Over time, I have learnt two* lessons with these planting holes – firstly, that they’re not good for perennials because the compost volume decreases and it isn’t easy to fill it up, and so they sink. Secondly, they’re not good for anything which you can’t reach past (either because it’s too tall or because it attracts so many bees you fear being stung).

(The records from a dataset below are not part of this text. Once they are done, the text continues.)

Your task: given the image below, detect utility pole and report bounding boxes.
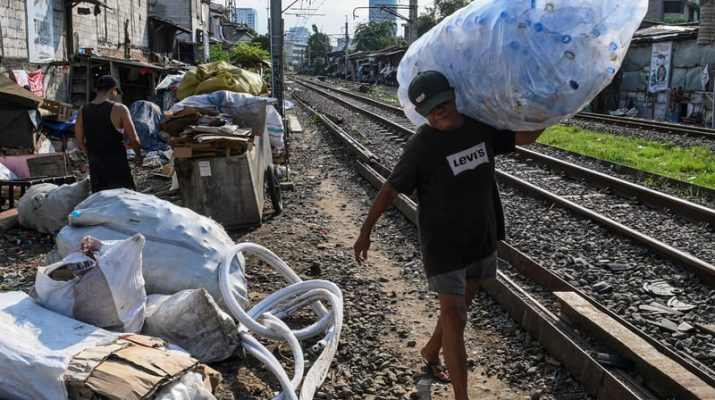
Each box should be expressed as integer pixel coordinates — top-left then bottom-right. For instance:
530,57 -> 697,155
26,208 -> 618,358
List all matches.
270,0 -> 283,116
345,15 -> 350,80
409,0 -> 417,43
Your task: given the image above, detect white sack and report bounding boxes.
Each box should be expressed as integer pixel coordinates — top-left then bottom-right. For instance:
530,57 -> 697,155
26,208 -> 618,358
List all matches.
56,189 -> 249,307
0,163 -> 17,181
154,372 -> 216,400
397,0 -> 648,131
142,289 -> 240,363
170,90 -> 285,150
0,292 -> 118,400
35,234 -> 146,333
17,179 -> 89,233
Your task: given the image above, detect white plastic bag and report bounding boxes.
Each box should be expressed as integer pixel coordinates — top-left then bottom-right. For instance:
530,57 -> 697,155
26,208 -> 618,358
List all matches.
17,179 -> 89,233
142,289 -> 240,362
154,372 -> 216,400
0,292 -> 118,400
56,189 -> 249,306
397,0 -> 648,131
0,163 -> 17,181
35,234 -> 146,333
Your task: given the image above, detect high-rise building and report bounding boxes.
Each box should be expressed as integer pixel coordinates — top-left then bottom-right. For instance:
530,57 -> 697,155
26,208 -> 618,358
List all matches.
286,26 -> 310,43
369,0 -> 399,27
236,8 -> 258,31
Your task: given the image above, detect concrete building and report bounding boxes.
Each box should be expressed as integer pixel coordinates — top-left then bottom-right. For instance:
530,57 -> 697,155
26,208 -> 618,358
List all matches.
148,0 -> 211,64
369,0 -> 398,30
646,0 -> 700,22
592,24 -> 715,126
0,0 -> 169,104
236,8 -> 258,31
286,26 -> 310,43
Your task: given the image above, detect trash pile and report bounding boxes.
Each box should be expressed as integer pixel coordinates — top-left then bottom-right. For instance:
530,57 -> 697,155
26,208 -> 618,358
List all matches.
398,0 -> 648,131
167,90 -> 285,158
0,189 -> 343,399
177,61 -> 266,100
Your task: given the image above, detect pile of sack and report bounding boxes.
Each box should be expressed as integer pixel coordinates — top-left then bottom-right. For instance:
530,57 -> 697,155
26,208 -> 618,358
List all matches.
177,61 -> 266,100
398,0 -> 648,131
0,189 -> 342,400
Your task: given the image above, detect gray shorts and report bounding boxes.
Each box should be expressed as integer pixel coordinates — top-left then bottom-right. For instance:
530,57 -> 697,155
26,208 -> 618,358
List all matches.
427,251 -> 497,295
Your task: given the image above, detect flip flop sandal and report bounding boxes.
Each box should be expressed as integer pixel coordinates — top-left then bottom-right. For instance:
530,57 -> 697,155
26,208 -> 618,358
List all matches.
422,358 -> 452,383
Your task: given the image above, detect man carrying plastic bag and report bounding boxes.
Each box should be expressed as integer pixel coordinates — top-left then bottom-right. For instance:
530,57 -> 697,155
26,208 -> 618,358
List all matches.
355,71 -> 543,400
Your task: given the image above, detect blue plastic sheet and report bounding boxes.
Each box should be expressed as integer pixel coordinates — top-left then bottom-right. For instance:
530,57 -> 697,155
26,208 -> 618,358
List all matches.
129,100 -> 170,151
398,0 -> 648,131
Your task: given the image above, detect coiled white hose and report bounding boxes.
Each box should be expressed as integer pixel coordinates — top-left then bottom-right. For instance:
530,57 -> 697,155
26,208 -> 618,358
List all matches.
219,242 -> 343,400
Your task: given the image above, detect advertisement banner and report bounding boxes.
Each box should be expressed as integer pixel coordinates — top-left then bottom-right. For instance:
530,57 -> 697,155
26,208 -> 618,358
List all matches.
25,0 -> 55,64
648,42 -> 673,93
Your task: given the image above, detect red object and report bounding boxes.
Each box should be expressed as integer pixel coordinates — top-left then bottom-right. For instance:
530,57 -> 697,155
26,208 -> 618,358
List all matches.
27,69 -> 45,99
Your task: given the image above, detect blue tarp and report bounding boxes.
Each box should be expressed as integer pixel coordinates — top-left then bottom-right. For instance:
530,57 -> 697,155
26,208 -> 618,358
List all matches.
129,100 -> 170,151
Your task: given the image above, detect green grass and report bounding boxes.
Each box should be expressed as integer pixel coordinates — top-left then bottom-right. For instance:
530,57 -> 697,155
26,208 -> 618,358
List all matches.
538,125 -> 715,189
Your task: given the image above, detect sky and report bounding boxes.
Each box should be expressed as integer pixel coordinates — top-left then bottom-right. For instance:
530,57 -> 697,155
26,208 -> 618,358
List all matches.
235,0 -> 433,40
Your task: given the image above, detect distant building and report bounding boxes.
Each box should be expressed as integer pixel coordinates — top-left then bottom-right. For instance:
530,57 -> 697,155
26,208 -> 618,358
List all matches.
335,36 -> 353,50
286,26 -> 310,43
646,0 -> 700,22
236,8 -> 258,31
369,0 -> 398,28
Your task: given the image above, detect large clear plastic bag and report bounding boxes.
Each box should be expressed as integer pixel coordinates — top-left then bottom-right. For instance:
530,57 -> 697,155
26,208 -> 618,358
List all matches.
398,0 -> 648,131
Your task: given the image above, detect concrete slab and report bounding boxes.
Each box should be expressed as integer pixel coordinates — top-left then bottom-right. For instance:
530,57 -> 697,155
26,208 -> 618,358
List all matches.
554,292 -> 715,399
288,114 -> 303,133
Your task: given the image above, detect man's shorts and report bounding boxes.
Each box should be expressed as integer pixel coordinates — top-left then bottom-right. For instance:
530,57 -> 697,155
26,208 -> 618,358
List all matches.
427,251 -> 497,295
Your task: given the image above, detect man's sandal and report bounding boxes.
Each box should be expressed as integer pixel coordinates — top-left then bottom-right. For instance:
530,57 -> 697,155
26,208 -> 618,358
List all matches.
422,358 -> 452,383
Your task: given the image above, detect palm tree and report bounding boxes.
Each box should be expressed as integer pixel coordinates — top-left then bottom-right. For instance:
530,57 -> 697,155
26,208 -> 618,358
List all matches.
698,0 -> 715,45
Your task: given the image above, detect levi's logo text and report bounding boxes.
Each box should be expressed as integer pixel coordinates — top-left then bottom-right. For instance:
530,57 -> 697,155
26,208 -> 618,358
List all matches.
447,142 -> 489,176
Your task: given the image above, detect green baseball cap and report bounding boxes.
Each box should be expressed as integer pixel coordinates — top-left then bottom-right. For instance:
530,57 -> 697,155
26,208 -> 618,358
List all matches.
407,71 -> 455,117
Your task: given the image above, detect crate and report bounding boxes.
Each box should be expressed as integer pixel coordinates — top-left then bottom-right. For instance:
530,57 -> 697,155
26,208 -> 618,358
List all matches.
40,99 -> 74,121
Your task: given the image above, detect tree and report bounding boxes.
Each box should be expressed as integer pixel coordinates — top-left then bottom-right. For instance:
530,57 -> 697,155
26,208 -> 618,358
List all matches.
354,21 -> 406,51
308,25 -> 330,73
432,0 -> 471,22
230,43 -> 271,69
251,34 -> 271,53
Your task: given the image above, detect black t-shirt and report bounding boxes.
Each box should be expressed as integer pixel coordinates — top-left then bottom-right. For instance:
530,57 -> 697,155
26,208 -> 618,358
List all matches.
387,117 -> 515,276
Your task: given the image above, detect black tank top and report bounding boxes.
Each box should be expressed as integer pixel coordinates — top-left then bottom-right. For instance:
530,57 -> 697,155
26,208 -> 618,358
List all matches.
82,101 -> 126,158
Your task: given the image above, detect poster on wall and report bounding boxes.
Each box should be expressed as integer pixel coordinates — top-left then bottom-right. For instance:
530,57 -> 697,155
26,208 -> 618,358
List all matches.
648,42 -> 673,93
25,0 -> 55,64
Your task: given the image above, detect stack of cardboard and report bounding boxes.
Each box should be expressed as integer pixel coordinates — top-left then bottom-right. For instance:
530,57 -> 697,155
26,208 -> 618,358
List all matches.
162,107 -> 253,159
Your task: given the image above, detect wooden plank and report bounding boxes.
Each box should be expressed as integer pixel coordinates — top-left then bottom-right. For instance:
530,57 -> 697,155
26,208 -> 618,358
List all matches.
554,292 -> 715,399
287,114 -> 303,133
0,208 -> 19,235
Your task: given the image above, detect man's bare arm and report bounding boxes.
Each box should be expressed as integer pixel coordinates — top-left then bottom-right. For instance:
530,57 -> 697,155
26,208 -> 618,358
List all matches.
353,184 -> 399,263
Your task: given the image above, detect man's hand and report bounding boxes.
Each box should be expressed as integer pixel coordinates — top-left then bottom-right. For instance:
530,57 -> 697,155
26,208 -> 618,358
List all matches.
353,233 -> 370,264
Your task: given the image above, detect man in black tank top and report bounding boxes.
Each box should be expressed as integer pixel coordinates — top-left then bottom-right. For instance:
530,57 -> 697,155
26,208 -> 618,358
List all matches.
74,75 -> 143,193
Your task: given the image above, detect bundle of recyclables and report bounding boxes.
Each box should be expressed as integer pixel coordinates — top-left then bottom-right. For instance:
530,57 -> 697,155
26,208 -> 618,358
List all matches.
398,0 -> 648,131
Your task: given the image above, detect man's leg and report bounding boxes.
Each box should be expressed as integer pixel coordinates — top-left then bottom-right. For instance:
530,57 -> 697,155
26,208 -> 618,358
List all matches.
439,294 -> 469,400
420,280 -> 479,364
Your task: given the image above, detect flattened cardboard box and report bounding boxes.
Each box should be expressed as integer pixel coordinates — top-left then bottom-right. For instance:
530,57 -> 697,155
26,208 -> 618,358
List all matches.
65,335 -> 218,400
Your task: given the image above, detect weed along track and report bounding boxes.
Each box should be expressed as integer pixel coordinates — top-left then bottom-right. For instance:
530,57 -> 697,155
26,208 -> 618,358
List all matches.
295,76 -> 715,398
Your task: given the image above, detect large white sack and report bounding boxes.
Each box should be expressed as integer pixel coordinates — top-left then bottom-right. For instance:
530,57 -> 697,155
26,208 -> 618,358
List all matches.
154,372 -> 216,400
17,179 -> 89,233
0,163 -> 17,181
142,289 -> 240,363
56,189 -> 249,307
0,292 -> 118,400
397,0 -> 648,131
35,234 -> 146,333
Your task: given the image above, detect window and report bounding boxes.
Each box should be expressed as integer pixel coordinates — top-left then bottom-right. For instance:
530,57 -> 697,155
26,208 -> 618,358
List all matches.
663,1 -> 685,14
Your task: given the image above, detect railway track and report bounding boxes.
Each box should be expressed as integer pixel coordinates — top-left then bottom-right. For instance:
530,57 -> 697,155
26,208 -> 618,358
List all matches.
290,78 -> 713,398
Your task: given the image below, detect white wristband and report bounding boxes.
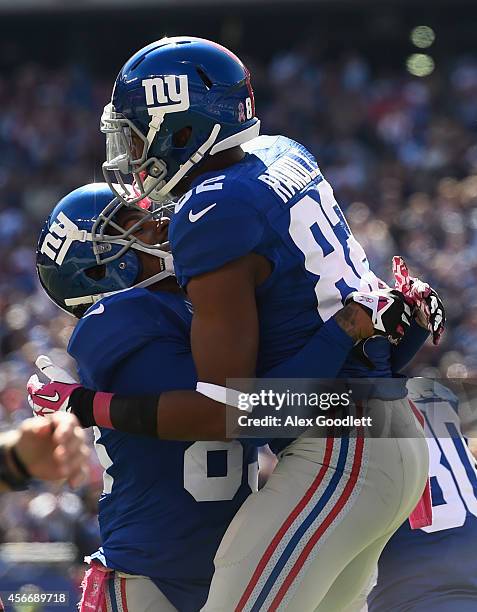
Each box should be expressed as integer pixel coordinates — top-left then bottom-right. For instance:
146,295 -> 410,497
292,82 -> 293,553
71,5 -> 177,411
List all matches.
195,382 -> 252,412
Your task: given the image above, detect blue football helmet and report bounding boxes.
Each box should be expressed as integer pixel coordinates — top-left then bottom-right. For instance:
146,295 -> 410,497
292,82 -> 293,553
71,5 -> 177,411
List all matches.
36,183 -> 174,316
101,36 -> 260,205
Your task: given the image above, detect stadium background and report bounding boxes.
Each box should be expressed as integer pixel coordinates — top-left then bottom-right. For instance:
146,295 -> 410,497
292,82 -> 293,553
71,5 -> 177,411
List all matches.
0,0 -> 477,610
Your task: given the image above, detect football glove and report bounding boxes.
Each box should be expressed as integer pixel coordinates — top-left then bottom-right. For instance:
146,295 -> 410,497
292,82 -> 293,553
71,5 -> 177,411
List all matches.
393,255 -> 446,345
345,289 -> 412,344
27,355 -> 80,416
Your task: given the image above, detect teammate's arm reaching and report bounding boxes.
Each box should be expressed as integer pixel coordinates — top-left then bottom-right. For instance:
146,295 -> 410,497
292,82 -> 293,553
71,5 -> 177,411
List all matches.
29,254 -> 405,440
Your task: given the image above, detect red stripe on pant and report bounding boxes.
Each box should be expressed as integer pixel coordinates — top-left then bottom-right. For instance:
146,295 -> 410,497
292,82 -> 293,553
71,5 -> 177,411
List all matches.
268,438 -> 364,612
235,438 -> 334,612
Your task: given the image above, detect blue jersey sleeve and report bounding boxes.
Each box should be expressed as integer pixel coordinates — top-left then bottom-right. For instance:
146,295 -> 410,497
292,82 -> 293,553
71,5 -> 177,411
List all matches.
391,321 -> 429,374
68,289 -> 191,390
169,183 -> 264,287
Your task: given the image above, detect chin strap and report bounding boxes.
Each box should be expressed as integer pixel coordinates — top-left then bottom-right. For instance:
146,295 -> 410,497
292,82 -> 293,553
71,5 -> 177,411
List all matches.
65,250 -> 174,306
143,123 -> 221,202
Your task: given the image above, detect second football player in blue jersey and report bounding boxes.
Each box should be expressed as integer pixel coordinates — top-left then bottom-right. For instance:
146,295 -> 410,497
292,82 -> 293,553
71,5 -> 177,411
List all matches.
31,37 -> 442,609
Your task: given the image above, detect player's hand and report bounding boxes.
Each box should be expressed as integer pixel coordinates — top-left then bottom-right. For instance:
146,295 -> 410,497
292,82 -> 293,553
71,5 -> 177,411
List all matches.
14,414 -> 90,487
345,289 -> 412,344
27,355 -> 80,416
393,255 -> 446,345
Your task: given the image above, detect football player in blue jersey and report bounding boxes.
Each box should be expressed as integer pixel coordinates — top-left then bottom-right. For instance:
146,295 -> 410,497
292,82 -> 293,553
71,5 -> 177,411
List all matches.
36,184 -> 412,612
368,378 -> 477,612
32,37 -> 443,610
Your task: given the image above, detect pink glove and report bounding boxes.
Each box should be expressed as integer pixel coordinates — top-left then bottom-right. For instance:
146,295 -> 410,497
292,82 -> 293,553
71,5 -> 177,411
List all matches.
27,355 -> 81,416
393,255 -> 446,345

Welsh onions (Allium fistulosum) are wrong on all counts, so this morning I attempted to dig some of them up and relocate them. It was not easy – grabbing hold of the tops and pulling leaves you with a handful of oniony slime. Persevering leaves you with a handful of stalks. Digging the bulbs themselves up from the narrow holes was … time consuming.

Welsh Onions

I managed to salvage some to eat as spring onions, and others to plant out in a pot (although they were very manhandled so they may decide they don’t want to – there are other plants still in the raised beds if not).

Replanted welsh onions

This gave me four empty holes into which I added more compost and replanted 4 chard (bright lights) plants which had overwintered in a window box. Chard is not supposed to resent transplanting, but it has to be said that the best plants I ever had were direct sown into these planting holes and the roots when I pulled them out were huge. Chard plants are tall, and I’ve planted 4 together so I may have caused myself a problem reaching past them, but if they get in the way I can chop them down and feed the leaves to the chickens, which is the point anyway.

Bright lights chard

There was one plant left over, so I gave it to the chickens, wedging the roots in the door to the run so they had something to peck against and didn’t simply trample on it.

Bright lights chard is the one which grows in several colours (red, pink, yellow and white) and is often recommended for growing in flower borders. I read a comment somewhere that the yellow plants are never as vigorous, and from my experience that’s true. If you want good colour then you may be better simply going for ruby chard. That being said, it’s great to watch the seedlings growing as they come into their colours very early. And when I was digging them up this morning I noticed that the colour extends right down into the roots. Isn’t nature fun? :o)

*Actually it’s three lessons – I’ve already discussed the problem with things which are way too vigorous.